The best part of Original D&D was its ability to instill a sense of wonder without slowing down play. While later editions did a better job of emphasizing role-playing vs. roll-playing and introduced a great deal of character customization, there was something elegant in being able to sit down to a session of the original game and explore room after room, level after level, all without getting bogged down into minutiae. Gone, it seems, are the days when a party of 6-8 PCs could go through several cave complexes of the Caves of Chaos or several wings of Castle Amber in a single game session. Gone as well are the simplistic party resource management and combats that take less than an hour and a half to complete.

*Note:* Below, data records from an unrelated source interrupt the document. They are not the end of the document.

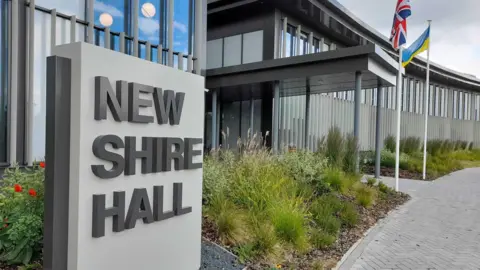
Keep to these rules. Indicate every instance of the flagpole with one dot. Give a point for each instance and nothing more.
(427, 95)
(399, 112)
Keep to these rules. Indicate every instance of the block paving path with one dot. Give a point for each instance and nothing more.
(439, 228)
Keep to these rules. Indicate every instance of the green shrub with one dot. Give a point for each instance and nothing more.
(384, 188)
(324, 211)
(264, 238)
(435, 147)
(289, 221)
(371, 182)
(390, 143)
(410, 145)
(21, 215)
(334, 177)
(216, 173)
(334, 147)
(228, 220)
(447, 146)
(387, 159)
(350, 154)
(349, 215)
(321, 239)
(246, 252)
(366, 196)
(330, 224)
(303, 166)
(327, 205)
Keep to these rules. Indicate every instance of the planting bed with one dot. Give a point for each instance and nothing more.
(329, 257)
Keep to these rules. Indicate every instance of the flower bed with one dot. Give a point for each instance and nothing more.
(443, 157)
(299, 210)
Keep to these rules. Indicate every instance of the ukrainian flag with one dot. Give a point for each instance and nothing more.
(420, 45)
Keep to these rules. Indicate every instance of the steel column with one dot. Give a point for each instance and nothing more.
(307, 114)
(135, 27)
(284, 41)
(356, 117)
(91, 21)
(276, 105)
(214, 119)
(170, 32)
(197, 42)
(252, 111)
(13, 86)
(378, 128)
(30, 78)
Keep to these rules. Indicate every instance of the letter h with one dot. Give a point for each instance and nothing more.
(100, 213)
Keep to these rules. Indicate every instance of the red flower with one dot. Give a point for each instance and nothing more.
(32, 192)
(17, 188)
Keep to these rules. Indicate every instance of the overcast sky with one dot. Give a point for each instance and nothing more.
(455, 32)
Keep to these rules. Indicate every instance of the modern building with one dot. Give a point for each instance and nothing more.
(170, 32)
(290, 68)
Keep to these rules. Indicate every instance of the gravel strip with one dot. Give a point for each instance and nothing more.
(214, 257)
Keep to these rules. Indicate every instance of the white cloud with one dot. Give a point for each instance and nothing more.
(102, 7)
(180, 26)
(455, 39)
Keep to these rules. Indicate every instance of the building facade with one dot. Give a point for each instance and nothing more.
(291, 68)
(170, 32)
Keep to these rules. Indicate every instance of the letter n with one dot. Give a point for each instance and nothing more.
(104, 96)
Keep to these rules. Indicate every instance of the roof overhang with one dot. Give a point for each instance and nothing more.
(374, 63)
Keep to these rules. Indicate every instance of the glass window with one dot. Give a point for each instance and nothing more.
(232, 50)
(3, 81)
(291, 41)
(214, 53)
(252, 47)
(316, 45)
(181, 19)
(303, 44)
(460, 105)
(455, 104)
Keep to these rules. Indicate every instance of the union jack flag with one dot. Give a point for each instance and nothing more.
(399, 29)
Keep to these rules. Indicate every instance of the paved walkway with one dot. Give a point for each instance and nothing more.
(438, 229)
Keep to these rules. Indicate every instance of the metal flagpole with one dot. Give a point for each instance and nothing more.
(427, 95)
(399, 112)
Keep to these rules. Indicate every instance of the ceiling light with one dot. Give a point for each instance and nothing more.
(148, 10)
(106, 19)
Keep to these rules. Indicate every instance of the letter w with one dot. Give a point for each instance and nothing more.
(170, 108)
(104, 96)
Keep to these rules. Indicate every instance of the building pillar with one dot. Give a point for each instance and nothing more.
(252, 111)
(198, 39)
(298, 34)
(307, 114)
(356, 117)
(276, 105)
(284, 41)
(378, 128)
(214, 119)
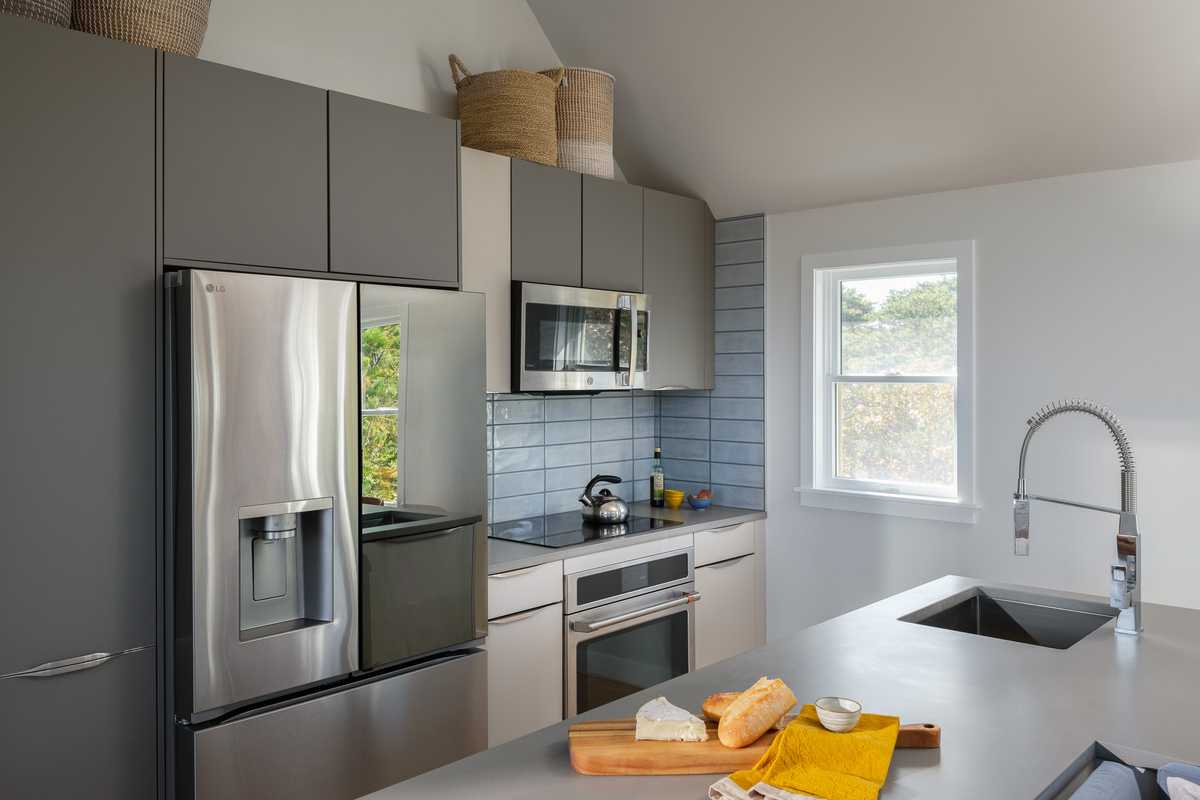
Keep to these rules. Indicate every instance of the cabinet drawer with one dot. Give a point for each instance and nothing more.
(726, 542)
(525, 673)
(519, 590)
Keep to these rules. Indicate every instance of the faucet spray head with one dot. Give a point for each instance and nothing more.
(1021, 524)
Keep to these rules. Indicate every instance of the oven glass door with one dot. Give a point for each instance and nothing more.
(628, 656)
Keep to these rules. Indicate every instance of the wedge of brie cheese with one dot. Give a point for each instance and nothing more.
(660, 721)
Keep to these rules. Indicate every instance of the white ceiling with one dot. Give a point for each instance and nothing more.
(786, 104)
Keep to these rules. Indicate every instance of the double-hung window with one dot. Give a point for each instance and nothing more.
(892, 382)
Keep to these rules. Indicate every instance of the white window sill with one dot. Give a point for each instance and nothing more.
(917, 507)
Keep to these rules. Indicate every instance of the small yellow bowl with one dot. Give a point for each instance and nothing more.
(673, 498)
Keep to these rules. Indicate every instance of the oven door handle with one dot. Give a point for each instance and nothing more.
(580, 626)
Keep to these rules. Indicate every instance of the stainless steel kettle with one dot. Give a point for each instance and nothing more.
(604, 506)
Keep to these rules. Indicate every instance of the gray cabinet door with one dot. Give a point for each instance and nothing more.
(393, 191)
(77, 320)
(82, 734)
(244, 167)
(546, 221)
(612, 235)
(679, 282)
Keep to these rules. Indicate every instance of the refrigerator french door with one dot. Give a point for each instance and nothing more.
(270, 693)
(628, 626)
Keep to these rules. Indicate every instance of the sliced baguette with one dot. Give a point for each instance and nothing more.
(754, 711)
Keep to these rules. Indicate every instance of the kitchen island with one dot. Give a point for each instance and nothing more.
(1014, 716)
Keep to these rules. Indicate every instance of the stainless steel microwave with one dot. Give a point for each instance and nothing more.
(571, 340)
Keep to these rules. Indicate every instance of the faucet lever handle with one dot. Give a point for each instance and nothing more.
(1119, 591)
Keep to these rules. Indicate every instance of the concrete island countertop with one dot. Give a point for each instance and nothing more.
(504, 555)
(1013, 716)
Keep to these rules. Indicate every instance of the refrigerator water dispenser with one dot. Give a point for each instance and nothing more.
(287, 566)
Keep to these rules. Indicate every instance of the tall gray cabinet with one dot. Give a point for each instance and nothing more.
(245, 167)
(678, 254)
(77, 479)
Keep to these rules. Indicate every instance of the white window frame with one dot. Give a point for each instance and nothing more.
(820, 485)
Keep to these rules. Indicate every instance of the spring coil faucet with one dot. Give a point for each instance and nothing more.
(1126, 589)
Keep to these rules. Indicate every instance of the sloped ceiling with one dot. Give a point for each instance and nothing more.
(786, 104)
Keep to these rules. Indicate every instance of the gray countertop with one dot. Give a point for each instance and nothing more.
(1013, 716)
(504, 555)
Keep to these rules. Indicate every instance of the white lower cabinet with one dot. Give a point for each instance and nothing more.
(525, 673)
(726, 615)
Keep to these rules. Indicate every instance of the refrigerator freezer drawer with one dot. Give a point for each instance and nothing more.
(348, 743)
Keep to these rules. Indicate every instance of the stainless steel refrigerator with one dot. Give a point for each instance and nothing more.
(271, 396)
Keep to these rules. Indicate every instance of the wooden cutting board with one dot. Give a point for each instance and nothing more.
(607, 747)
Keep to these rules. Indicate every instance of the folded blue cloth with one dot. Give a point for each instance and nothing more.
(1186, 771)
(1110, 781)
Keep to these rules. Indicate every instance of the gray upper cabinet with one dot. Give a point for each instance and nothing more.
(393, 191)
(244, 167)
(679, 282)
(612, 235)
(546, 224)
(77, 479)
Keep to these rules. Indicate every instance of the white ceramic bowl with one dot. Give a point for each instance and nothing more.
(838, 714)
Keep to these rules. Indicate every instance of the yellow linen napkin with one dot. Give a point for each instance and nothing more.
(807, 759)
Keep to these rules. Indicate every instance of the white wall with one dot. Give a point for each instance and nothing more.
(1086, 286)
(391, 50)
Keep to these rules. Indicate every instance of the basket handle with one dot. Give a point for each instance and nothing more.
(456, 67)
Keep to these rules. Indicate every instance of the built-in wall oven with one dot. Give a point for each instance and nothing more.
(628, 626)
(567, 338)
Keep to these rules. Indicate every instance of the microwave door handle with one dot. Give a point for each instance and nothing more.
(580, 626)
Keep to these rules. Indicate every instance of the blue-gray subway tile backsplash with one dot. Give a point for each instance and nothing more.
(511, 483)
(519, 435)
(739, 475)
(517, 410)
(738, 452)
(559, 409)
(545, 449)
(737, 431)
(561, 433)
(568, 455)
(679, 427)
(616, 428)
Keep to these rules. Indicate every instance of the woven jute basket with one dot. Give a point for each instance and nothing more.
(53, 12)
(172, 25)
(585, 121)
(510, 112)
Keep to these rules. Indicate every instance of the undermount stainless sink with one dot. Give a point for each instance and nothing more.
(1043, 620)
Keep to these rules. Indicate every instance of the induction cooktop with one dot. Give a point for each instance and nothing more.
(570, 528)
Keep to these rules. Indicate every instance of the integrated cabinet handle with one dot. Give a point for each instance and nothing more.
(599, 625)
(64, 666)
(516, 618)
(515, 573)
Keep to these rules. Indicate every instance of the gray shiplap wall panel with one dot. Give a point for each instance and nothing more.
(743, 252)
(739, 229)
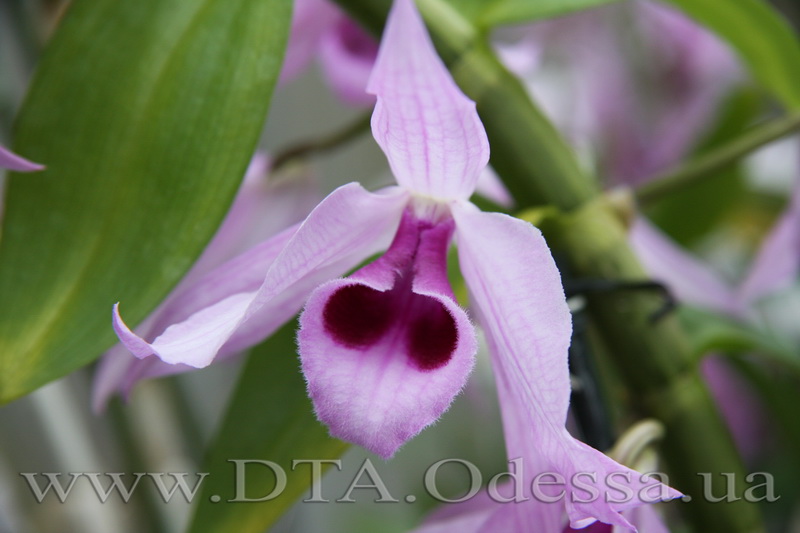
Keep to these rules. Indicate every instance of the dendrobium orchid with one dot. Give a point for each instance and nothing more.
(265, 206)
(385, 350)
(12, 161)
(346, 52)
(775, 266)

Simplicity can be taken too far. The game considered Dwarf to be a character class, for example! Surely, there is room to allow race and class combinations, and perhaps even some secondary skills or weapon proficiency/mastery customizations. But the ridiculous wealth of classes in 3E and 4E with the various builds can be too much detail. Second Edition hit kind of a sweet spot with this by allowing for custom Priests spell lists and Wizard schools, though the edition would have benefitted from certain simplifications like the Will, Reflex and Fortitude saves/defenses and AC increasing from 10.
Multi-classing is another ticklish issue. In Original D&D, Fighter/Magic-user was implied for Elves. First and Second Editions had a pretty workable system that 4E tried, miserably, to recapture with hybrid classes. In 1E and 2E, a multi-class character with two classes would lag one level behind the single-class members of the party while a multi-class character with three classes would lag two levels behind. This was fine, and though the dual classing system felt tacked on, it showed how to do hybrid classing properly. As for adding classes beyond first level 3E did a pretty poor job by diluting the classes as the character level outstripped any one class level, but 4E did it much better with feats (which, in retrospect, was a lot like taking just one level of a class in 3E).
Even the monster entries were simpler, then. So much more seems to be necessary just to have an encounter these days that it’s almost not worth getting started. While the game balance that went into 4E is admirable, the injection of some of that into OD&D would do wonders for the system. And a little bit of the survivablity that 4E characters enjoy, without overdoing it (as 4E did), would do greater wonders still.
There are many other aspects of the game one might debate. AC vs. damage reduction and Vancian casting are just two major points of contention among gamers. But one thing that Original D&D did right was to make the game move smoothly and allow for a great deal of action and story in a small amount of time. And that’s a win.